- The Jamaican High Commission will host its second literary afternoon at the Waterlow Park in Camden, London, on Saturday, May 30.
- The four featured writers are all UK-based and of Jamaican heritage.
- This will be Deanne Heron’s second appearance at the event, reading entertaining excerpts from ‘Pardner Money Stories’.
The Jamaican High Commission will host its second literary afternoon at the Waterlow Park in Camden, London, on Saturday, May 30.
The four featured writers are all UK-based and of Jamaican heritage. This will be Deanne Heron’s second appearance at the event, reading entertaining excerpts from ‘Pardner Money Stories’.
Born in Jamaica, Ms. Heron came to live in England in 1967, and trained as a counsellor and foster carer. Her fictional stories are written in Standard English with Jamaican patois dialogue and take a whimsical look at the interactions of four generations of the extended Jamaican family in Britain.
One of the newcomers will be Jamaican-born Necola Hall, who served in the British army for more than nine years, and is a veteran of the Second Gulf War. The recollections of her experiences in the military and of her tour of duty in war-torn Iraq make for an inspiring read. ‘I Was a Soldier’ is the story of one woman’s life-changing journey from poverty in Jamaica to triumph over illness, and to the service of Queen and country.
Another writer, Norma Gregory, was born in Nottingham in 1969, the daughter of hardworking Jamaicans who moved to Nottingham in the early 1960s.
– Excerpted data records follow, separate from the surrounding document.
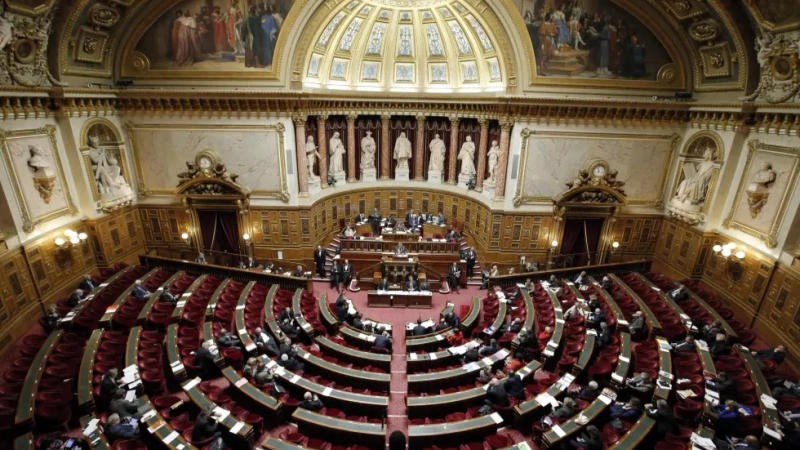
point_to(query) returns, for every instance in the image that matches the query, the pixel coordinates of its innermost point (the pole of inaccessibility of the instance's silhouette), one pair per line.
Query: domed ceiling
(405, 46)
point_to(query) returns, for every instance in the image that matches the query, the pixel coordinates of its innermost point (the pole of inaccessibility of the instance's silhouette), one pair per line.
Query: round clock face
(205, 163)
(599, 171)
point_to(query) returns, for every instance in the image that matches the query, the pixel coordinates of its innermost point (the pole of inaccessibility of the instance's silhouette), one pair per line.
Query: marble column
(419, 150)
(302, 162)
(482, 150)
(502, 162)
(453, 150)
(322, 148)
(386, 158)
(351, 148)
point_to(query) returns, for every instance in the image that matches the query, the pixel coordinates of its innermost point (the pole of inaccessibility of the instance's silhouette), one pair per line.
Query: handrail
(242, 275)
(599, 269)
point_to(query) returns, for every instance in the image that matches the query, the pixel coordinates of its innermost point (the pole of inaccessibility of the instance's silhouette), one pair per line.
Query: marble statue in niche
(311, 158)
(402, 153)
(467, 157)
(436, 161)
(758, 190)
(44, 176)
(111, 183)
(337, 152)
(494, 157)
(368, 157)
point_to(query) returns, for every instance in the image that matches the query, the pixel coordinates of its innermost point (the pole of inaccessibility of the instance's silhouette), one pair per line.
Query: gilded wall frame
(768, 234)
(118, 142)
(30, 219)
(278, 128)
(520, 198)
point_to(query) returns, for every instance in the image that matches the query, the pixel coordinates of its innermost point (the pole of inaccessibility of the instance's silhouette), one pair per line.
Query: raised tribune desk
(400, 299)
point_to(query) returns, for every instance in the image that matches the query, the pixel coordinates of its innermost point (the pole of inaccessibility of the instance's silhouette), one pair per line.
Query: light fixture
(729, 253)
(68, 238)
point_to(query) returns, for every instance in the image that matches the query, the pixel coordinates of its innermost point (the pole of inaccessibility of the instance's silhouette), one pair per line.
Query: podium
(396, 269)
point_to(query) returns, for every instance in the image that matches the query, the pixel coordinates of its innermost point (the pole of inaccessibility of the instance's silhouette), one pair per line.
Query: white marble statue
(111, 183)
(368, 151)
(494, 156)
(311, 158)
(438, 150)
(402, 151)
(467, 157)
(693, 189)
(337, 151)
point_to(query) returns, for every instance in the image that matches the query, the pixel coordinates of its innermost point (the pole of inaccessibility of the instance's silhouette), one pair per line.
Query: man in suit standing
(336, 275)
(469, 256)
(347, 273)
(453, 275)
(411, 284)
(375, 220)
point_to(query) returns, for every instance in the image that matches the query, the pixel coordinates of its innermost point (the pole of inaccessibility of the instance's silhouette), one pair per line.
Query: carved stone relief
(780, 76)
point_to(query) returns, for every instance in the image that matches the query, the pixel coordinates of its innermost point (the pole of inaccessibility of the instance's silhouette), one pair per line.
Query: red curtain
(220, 230)
(407, 125)
(434, 126)
(311, 130)
(364, 124)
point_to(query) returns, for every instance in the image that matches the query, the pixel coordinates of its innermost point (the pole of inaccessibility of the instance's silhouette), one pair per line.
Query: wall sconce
(70, 238)
(732, 256)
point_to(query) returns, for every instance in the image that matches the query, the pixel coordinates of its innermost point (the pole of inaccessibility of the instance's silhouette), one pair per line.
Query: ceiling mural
(214, 36)
(433, 46)
(591, 39)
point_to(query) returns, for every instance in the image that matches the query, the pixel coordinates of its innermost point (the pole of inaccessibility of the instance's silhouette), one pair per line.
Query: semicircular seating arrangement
(53, 381)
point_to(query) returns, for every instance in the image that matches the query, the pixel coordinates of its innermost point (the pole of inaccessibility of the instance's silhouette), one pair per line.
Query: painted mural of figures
(269, 28)
(187, 50)
(467, 157)
(337, 152)
(175, 31)
(231, 17)
(220, 33)
(547, 37)
(311, 157)
(255, 49)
She has written ‘Jamaicans in Nottingham’, a unique collection of personal and reflective interviews and articles that present narratives of life in Nottingham, from individuals of Jamaican heritage who have contributed to the spirit and life of the city and its surrounding areas, from the 1940s to the present.
The other writer in Dave Neita, who is the author of ‘The Ultimate Love Collection of Love Poems PURE’, the sizzling spoken word album. He has also written the book ‘Manuscript of a Scripture Man’. Mr. Neita also runs a project that employs poetry as a vehicle for expression for users and carers within mental health services.
The event will also feature an ‘Open Mike’ section for budding writers, poets and singers to showcase their talent.
High Commissioner, Her Excellency Aloun Ndombet-Assamba, said the event is organised to showcase the rich diversity of the Jamaican culture.
“Everyone knows that Jamaicans can sing, everyone knows that we are good runners and athletes, but this event is to show and remind people that Jamaica also has a rich tradition in literature and the spoken word,” she said.
The literary event is described as a mini-Calabash, in reference to the international literary festival that is held biennially in St Elizabeth.
The event is sponsored by NBC Distribution Ltd, Hansib Publications, Sackville Travel, and the Jamaica Tourist Board.